Le système, dont le coût pourrait approcher les 15 milliards d’euros pour les deux pays, a plutôt bien fonctionné jusqu’à présent. L’Espagne et le Portugal, mal interconnectés avec le reste de l’Europe, ont désormais les prix de l’électricité les plus bas, trois fois moins élevés qu’en France et en Allemagne.
Lors de la réunion du 9, l’Autriche pourrait proposer cette solution, qui semble également retenir l’attention de l’Allemagne et de l’Italie. « Mais mettre en place ce système à l’échelle européenne risque d’être très coûteux, et il devrait être adopté par tous les États membres sous peine de créer des effets pervers », rappelle Jacques Percebois, professeur émérite à l’université de Montpellier. Comme d’autres économistes, il plaide pour la définition d’une nouvelle formule de calcul qui lisserait le coût de la dernière centrale appelée, et donc in fine le prix de l’électricité sur le marché.
Plusieurs pays, dont la France, plaident également pour une relance des contrats à long terme entre producteurs d’électricité et grands consommateurs industriels, plutôt mal vus à Bruxelles ces dernières années, au nom de la libre concurrence. Dans l’immédiat, la priorité qui fait désormais consensus est de réduire la demande, notamment au pic. « C’est l’un des moyens les plus rapides de faire baisser les prix de l’électricité »se souvient Nicolas Golberg, spécialiste des questions énergétiques chez Columbus Consulting et auteur d’une note sur la sobriété pour la Fondation Terra Nova.

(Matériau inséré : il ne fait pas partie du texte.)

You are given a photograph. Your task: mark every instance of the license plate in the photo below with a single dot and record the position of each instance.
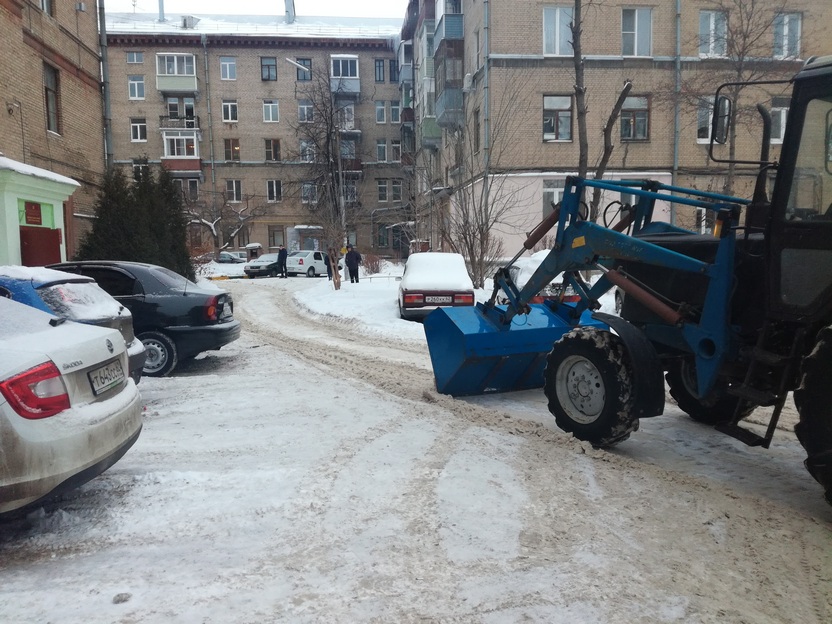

Sans cela, la réactivation des centrales à charbon, qui avaient été à l’arrêt, semble inéluctable, tirant ainsi un trait sur les ambitions climatiques de l’Europe. » Alors que la situation actuelle nécessite l’adoption de mesures d’urgence pour faire face à la flambée des prix, des réformes structurelles de marché doivent être préparées pour accélérer la transition vers la neutralité carbone. ajoute Bertrand Charmaison, directeur de l’Institut de recherche sur les économies d’énergie au CEA. A Bruxelles, le sentiment qui prévaut maintenant est que nous sommes arrivés à « le moment de vérité », selon la formule déjà utilisée par Ursula von der Leyen. Mais les discussions promettent d’être longues.